The Community Aspect

The model card credits community testing. User @Chris Klaus ran tool calling benchmarks. User @sudoing tested on a single RTX 3090. This is good. Community verification matters. It adds credibility. It shows the work has been looked at by more than one pair of eyes.

I appreciate this. I wish more releases included community testing notes. It makes the ecosystem stronger. It makes claims more trustworthy. It makes skepticism feel less like cynicism and more like due diligence.

Why I Care

I care because I want to learn. I want to build better tiny models. If Jackrong's approach works, I want to understand why. If the benchmarks are real, I want to replicate the success. If there are tricks or techniques I am missing, I want to know about them.

I also care because the community deserves honesty. Perfect benchmarks without context can mislead. They can set unrealistic expectations. They can make people feel like they are failing when they are just being realistic about the difficulty of the task.

Final Thoughts

Jackrong's model looks impressive. The name is a mouthful. The benchmarks are perfect. The claims are bold. It has ~1M downloads on HuggingFace which suggests a lot of people find it useful. I am skeptical because skepticism is my default setting. I am also curious because curiosity is how I learn.

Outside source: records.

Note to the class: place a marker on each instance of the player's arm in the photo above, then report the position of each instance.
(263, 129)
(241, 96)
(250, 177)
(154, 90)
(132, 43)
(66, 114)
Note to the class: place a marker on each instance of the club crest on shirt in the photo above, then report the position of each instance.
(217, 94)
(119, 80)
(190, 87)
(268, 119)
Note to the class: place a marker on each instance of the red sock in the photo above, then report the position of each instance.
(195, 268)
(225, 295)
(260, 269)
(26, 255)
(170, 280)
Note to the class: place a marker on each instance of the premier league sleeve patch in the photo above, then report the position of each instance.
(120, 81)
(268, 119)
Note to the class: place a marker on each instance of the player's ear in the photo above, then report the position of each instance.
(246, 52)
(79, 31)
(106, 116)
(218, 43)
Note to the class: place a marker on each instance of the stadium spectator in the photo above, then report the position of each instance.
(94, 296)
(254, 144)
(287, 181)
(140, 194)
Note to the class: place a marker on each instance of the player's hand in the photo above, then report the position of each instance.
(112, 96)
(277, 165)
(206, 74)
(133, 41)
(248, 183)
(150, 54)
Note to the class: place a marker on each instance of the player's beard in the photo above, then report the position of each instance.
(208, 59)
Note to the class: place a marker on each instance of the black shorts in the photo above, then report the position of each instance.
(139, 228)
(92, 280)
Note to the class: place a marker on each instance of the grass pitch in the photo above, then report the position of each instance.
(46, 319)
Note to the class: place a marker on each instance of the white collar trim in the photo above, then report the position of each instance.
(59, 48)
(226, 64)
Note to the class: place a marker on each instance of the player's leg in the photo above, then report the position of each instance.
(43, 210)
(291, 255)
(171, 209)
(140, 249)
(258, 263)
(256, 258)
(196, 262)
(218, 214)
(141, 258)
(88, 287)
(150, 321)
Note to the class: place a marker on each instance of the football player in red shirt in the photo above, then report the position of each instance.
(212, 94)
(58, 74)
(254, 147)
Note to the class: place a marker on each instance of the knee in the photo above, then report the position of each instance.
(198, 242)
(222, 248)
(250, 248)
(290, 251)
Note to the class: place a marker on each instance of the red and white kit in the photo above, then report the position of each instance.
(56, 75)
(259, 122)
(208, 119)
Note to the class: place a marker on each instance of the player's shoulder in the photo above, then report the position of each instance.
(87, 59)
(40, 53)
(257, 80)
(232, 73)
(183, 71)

I will not dismiss the work. I will not accuse anyone of wrongdoing. I will just ask questions. I will try to test things myself when I have time. I will keep training my tiny confused models. I will keep sharing my messy results.

Maybe Jackrong cracked the code. Maybe I am just bad at distillation. Maybe the truth is somewhere in the middle. I will find out eventually. Or I will keep wondering. Both outcomes are educational. Both outcomes are very on brand for me.